Palantir designed a fundamental analytical tool called Falcon Search and Analysis that helps with data processing and intelligence reporting for authorities.

This is not the first time that there is speculation of technological collaboration with the anti-immigrant measures of the Trump Administration.

Only during the month of June, Palantir was accused of collaborating with the separation of immigrant families and children at the border after having designed the necessary software to achieve it.

During the first nine months of the Trump Administration, and while the ICE arrests increased by 42 percent, Palantir advised the government with technological strategies of mass surveillance and locating immigrants.

All of the data recovered by the company is stored on the Amazon platforms, to which Palantir pays around $600,000 a month for the service, explained the Technology Review.

In the same way, during the first months of the year, NBC News reported the existence of other ICE technology contracts such as those signed with Hewlett Packard Enterprise, Thomson Reuters, Microsoft, and Motorola Solutions.

Mijente's campaign to denounce these companies has been launched and argues "it not only threatens immigrant communities, but also marginalized ones."

The data processing strategies used by ICE is based on the collection of information, the construction of profiles of undocumented persons who can be deported and the detention of so many others under the new guidelines of the agency.

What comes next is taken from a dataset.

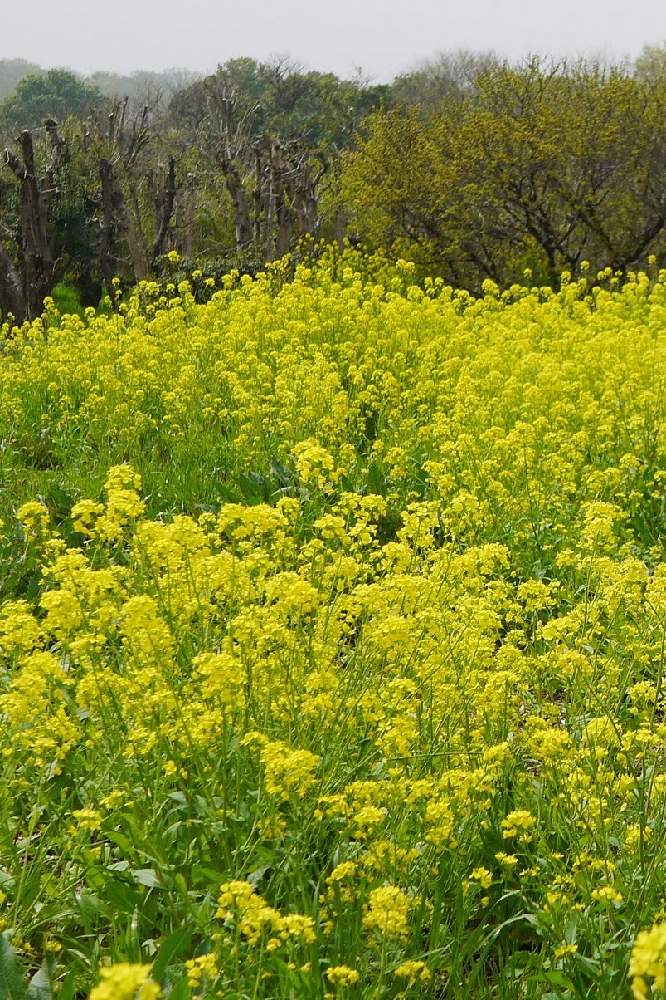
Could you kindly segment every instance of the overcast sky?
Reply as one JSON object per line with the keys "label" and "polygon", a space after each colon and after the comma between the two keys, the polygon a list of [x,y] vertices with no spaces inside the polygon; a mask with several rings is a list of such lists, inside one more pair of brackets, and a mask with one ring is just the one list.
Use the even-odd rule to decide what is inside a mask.
{"label": "overcast sky", "polygon": [[666,41],[666,0],[0,0],[0,10],[0,57],[81,72],[288,54],[384,80],[457,48],[621,57]]}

To this end, the government has allocated around 10 percent of the DHS budget in fiscal year 2019 (the largest federal government technology budget, according to government data), which will allow a much broader "level of surveillance" and that could include other communities such as people of color, detainees, people with a criminal record, left activists, etc.

"The Trump Administration is pushing an incredibly racist and xenophobic political agenda," Mijente field director Jacinta González told Fortune. "Tech and data companies’ involvement is part of this expansion. The government could be contracting tech companies for environmental reasons, but instead, it’s targeting communities of color, specifically people organizing for their rights."